Labor Day has passed and fall begins. I have been inundated with calls about unusual concerns on what the remainder of 2013 will hold for the markets. Now that Syria has been added to the list with debit ceilings, Bernanke replacement and the “tapering commencement” I am not surprised. We have had a good year if you were invested. With yields still historically low those holding cash have valid concerns. You will be getting your August statements soon and reflected in your performance is a 4.5% correction. As I have repeatedly stated, every year since 1945 we have experienced a 5% to 10% pull back. This one is text book, since it happened in the traditional August swoon.
How should we reason with the above events? These are short term effects not long term conditions. The market has already priced in tapering, does it really matter who the new Fed boss will be, and Syria may turn out to be a positive instead of a negative. The stage is still set for a meaningful rally and the Bull took August just to catch his breath. Bull or Bear is the subject of many of the TV debates, but remember bull markets don’t end until Monetary Liquidity ends. Going from 85 billion of bond purchases by the Fed to 65 billion is still stimulus; no matter how you view it.

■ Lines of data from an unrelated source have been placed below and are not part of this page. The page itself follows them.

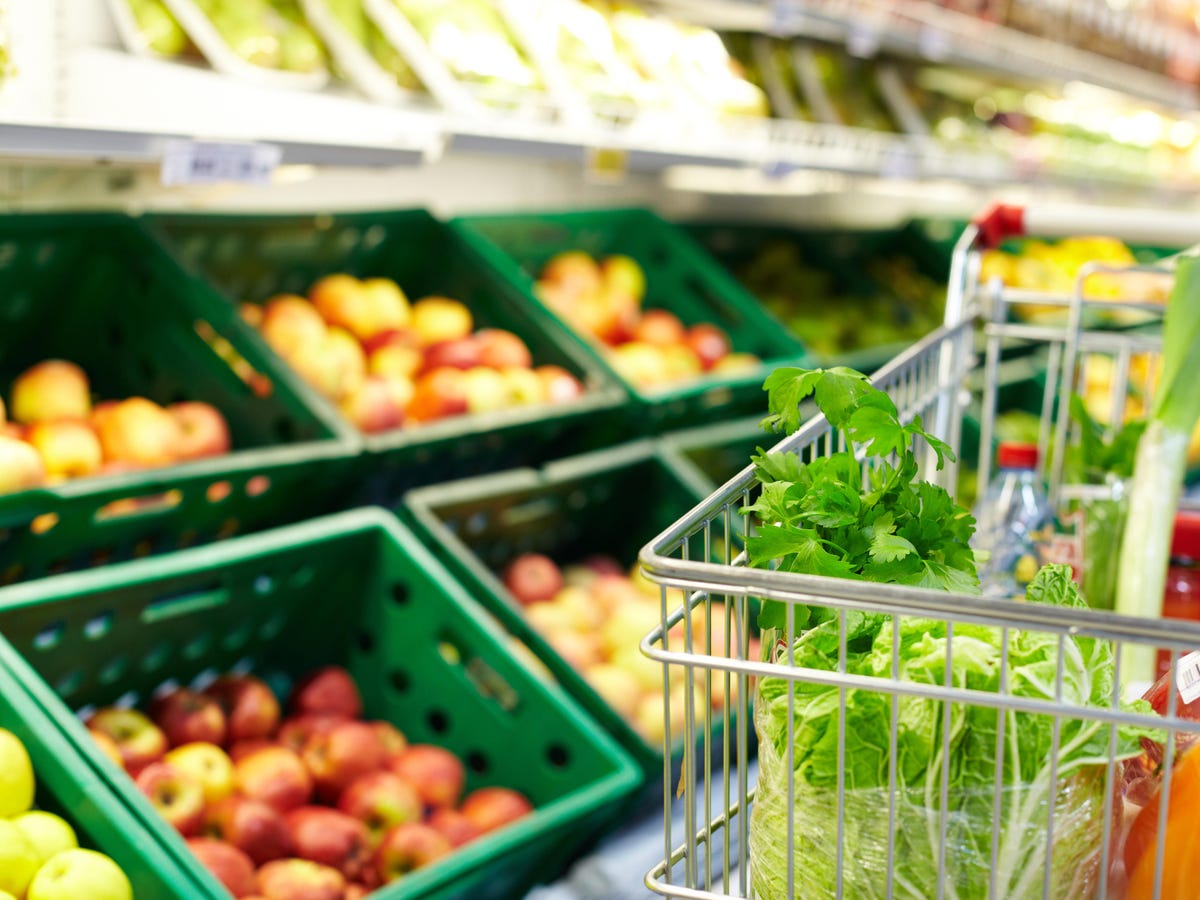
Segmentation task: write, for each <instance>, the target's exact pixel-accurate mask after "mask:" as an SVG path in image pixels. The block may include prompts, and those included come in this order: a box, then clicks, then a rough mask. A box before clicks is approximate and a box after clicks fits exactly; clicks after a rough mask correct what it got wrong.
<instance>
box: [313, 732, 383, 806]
mask: <svg viewBox="0 0 1200 900" xmlns="http://www.w3.org/2000/svg"><path fill="white" fill-rule="evenodd" d="M300 756H301V758H302V760H304V763H305V766H307V767H308V773H310V774H311V775H312V780H313V784H314V785H316V787H317V793H318V794H320V796H322V797H326V798H329V799H336V797H337V796H338V794H340V793H341V792H342V791H344V790H346V788H347V787H348V786H349V784H350V782H352V781H354V780H355V779H358V778H360V776H361V775H366V774H370V773H372V772H378V770H379V769H382V768H383V767H384V764H385V763H386V761H388V751H386V750H384V746H383V742H382V740H380V739H379V736H378V734H377V733H376V730H374V728H373V727H372V726H370V725H367V724H366V722H360V721H344V722H338V724H337V725H335V726H334V727H332V728H330V730H329V731H328V732H325V733H322V734H313V736H312V737H311V738H308V743H306V744H305V745H304V750H302V751H301V752H300Z"/></svg>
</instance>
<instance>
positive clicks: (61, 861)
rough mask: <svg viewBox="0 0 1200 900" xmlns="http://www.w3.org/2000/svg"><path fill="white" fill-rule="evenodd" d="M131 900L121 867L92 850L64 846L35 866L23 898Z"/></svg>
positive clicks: (128, 883) (105, 857)
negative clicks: (27, 891) (60, 851)
mask: <svg viewBox="0 0 1200 900" xmlns="http://www.w3.org/2000/svg"><path fill="white" fill-rule="evenodd" d="M82 896H85V898H88V900H133V886H132V884H130V880H128V878H127V877H126V876H125V872H122V871H121V868H120V866H119V865H118V864H116V863H114V862H113V860H112V859H109V858H108V857H106V856H104V854H103V853H97V852H96V851H94V850H65V851H62V852H61V853H59V854H58V856H55V857H54V858H53V859H52V860H50V862H48V863H47V864H46V865H43V866H42V868H41V869H38V870H37V875H35V876H34V880H32V881H31V882H30V883H29V893H28V894H25V900H78V898H82Z"/></svg>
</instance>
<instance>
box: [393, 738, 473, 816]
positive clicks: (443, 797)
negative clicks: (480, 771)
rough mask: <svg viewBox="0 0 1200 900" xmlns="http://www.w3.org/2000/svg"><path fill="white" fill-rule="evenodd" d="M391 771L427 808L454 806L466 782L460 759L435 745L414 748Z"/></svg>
mask: <svg viewBox="0 0 1200 900" xmlns="http://www.w3.org/2000/svg"><path fill="white" fill-rule="evenodd" d="M388 768H389V769H390V770H391V772H394V773H396V774H397V775H400V776H401V778H402V779H404V780H406V781H407V782H408V784H410V785H412V786H413V787H415V788H416V793H418V794H420V797H421V802H422V803H424V804H425V805H426V806H454V805H455V804H456V803H457V802H458V797H460V796H461V794H462V786H463V782H464V781H466V780H467V773H466V772H464V770H463V768H462V763H461V762H460V761H458V757H457V756H455V755H454V754H451V752H450V751H449V750H446V749H444V748H440V746H434V745H432V744H412V745H410V746H409V748H408V750H406V751H404V752H402V754H401V755H400V756H396V757H395V758H392V760H390V761H389V762H388Z"/></svg>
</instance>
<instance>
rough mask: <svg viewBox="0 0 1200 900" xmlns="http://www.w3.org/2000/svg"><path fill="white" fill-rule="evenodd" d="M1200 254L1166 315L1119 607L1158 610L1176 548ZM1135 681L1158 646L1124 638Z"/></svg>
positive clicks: (1127, 652)
mask: <svg viewBox="0 0 1200 900" xmlns="http://www.w3.org/2000/svg"><path fill="white" fill-rule="evenodd" d="M1198 373H1200V259H1196V258H1192V257H1181V258H1180V259H1178V262H1177V265H1176V270H1175V287H1174V288H1172V290H1171V296H1170V299H1169V300H1168V305H1166V316H1165V318H1164V320H1163V376H1162V379H1160V382H1159V385H1158V391H1157V394H1156V397H1154V408H1153V409H1152V410H1151V416H1150V424H1148V425H1147V427H1146V431H1145V432H1144V433H1142V436H1141V439H1140V440H1139V442H1138V457H1136V461H1135V462H1134V472H1133V485H1132V488H1130V493H1129V516H1128V518H1127V520H1126V527H1124V536H1123V539H1122V541H1121V564H1120V569H1118V572H1117V601H1116V611H1117V612H1120V613H1123V614H1127V616H1141V617H1144V618H1158V617H1159V616H1162V608H1163V588H1164V587H1165V584H1166V566H1168V563H1169V562H1170V554H1171V533H1172V530H1174V527H1175V510H1176V506H1177V505H1178V499H1180V490H1181V486H1182V484H1183V476H1184V473H1186V469H1187V450H1188V439H1189V437H1190V434H1192V431H1193V430H1194V428H1195V426H1196V421H1198V420H1200V377H1198ZM1121 673H1122V676H1123V677H1124V679H1126V680H1127V682H1135V680H1138V682H1151V680H1153V678H1154V648H1153V647H1147V646H1130V644H1124V646H1123V648H1122V659H1121Z"/></svg>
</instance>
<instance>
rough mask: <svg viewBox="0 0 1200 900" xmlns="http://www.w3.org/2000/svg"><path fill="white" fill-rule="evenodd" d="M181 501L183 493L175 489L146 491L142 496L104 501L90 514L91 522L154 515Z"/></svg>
mask: <svg viewBox="0 0 1200 900" xmlns="http://www.w3.org/2000/svg"><path fill="white" fill-rule="evenodd" d="M182 502H184V494H182V493H181V492H180V491H175V490H172V491H160V492H157V493H148V494H144V496H142V497H121V498H120V499H118V500H110V502H109V503H106V504H104V505H103V506H101V508H100V509H98V510H96V514H95V515H94V516H92V522H95V523H96V524H103V523H104V522H113V521H115V520H119V518H120V520H125V518H131V517H133V516H154V515H158V514H162V512H168V511H169V510H173V509H175V506H178V505H179V504H180V503H182Z"/></svg>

Every measurement of market valuation still shows to be “cheap” from a historical perspective. The problem is behavior of the investor which now has gone from the fear of the market being overbought to oversold and afraid to commit.
Therefore, I personally, am still staying with my allocations 75% equities 25% fixed income, and using any downside to add to positions. Of course, your risk appetite will vary based on you goals as it should, but remember I do this for a living and my threshold for fear is very high. Like Kramer says (one of the facts I agree with), “there is a bull market somewhere.”